JONATHAN: There was a lot going on then, intellectually, wasn’t there, in New York? People were doing new things and there was a lot to do. There was a lot of movement among blacks, gays, women, artists. The sixties didn’t come out of nowhere, did they?
CONNOR: No, indeed. My opinion—speaking of big? In the fifties, when we were all buoyed up on our triumph in the war, a lot of what you might consider commonplace, like a glass of wine with your friend, took on a kind of importance, on the scale of the war’s great mission. We were victors. The world was ours. That felt like something, and we all shared it. America was initiated into a new level of greatness, yet there was so little in our culture big enough to accommodate all that greatness. What did we do? We threw ourselves a victory party that’s still going on today. We pumped up Hollywood and Las Vegas and Detroit and Madison Avenue—all the bosoms and glitter and convertibles you could want! Which was terrific, surely, but only parodies, I think, of what a real American greatness, or glamour, or progress could have been. So what if there were a few of us artists, puttering away in the background, just trying to understand what happened . . . ?
JONATHAN: You’re right.
CONNOR: Then came the sixties and that generation, who did seek greatness of a more elevated kind, but all that amounted to, ultimately, was Woodstock—another party.

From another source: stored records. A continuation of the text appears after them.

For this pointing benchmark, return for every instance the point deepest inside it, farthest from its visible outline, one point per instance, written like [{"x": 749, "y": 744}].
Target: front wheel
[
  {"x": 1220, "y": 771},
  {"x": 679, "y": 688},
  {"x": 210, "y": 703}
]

Chuckles from the audience.
JONATHAN: I might disagree with you there, Connor, but often I do find myself wondering whether the value of what we’ve built since the fifties exceeds the value of what we tore down.
CONNOR: Ah!
JONATHAN: We addressed what we had to address after World War Two—the racism and sexism and all that, right? Tore down conventions. But the other things we tossed out the window, like Sunday dinner with the family—are we going to leave behind anything of as much communal value? Are we even happier now? I mean, as a gay man it’s great to be out, to be free of shame, but I have to say—and I’m about twenty years younger than you—I can see there was a certain thrill, a certain value, in the old days, of being included in this very special, secret society; a pride, even, that was embodied in those shadowy relationships. It’s true that what we’ve got today doesn’t quite equal that, in color or texture....
CONNOR: No, not at all. But it’s not just gay people, it’s everyone. As a nation, we’ve traded in a sense of special for simply being OK.
Another magazine photograph—this one from the 1960s, quite formal, of the stable of artists at the prestigious art gallery in the East Seventies where Frankel racked up his first big sales and established his reputation. Connor stands near the back of a group of fifteen men and one woman, dressed in a very sharp-looking suit, his hair still dark and somewhat long, but combed neatly for the occasion.
JONATHAN: Very dapper.
CONNOR: I bought that suit expressly to be in the photograph. I think it cost eighty-nine dollars, at Bond’s. That was an amazing group of people. I was enormously proud to be among them, to have been taken into the gallery. And I started meeting some very fancy people, at that point, and happily they started buying my work.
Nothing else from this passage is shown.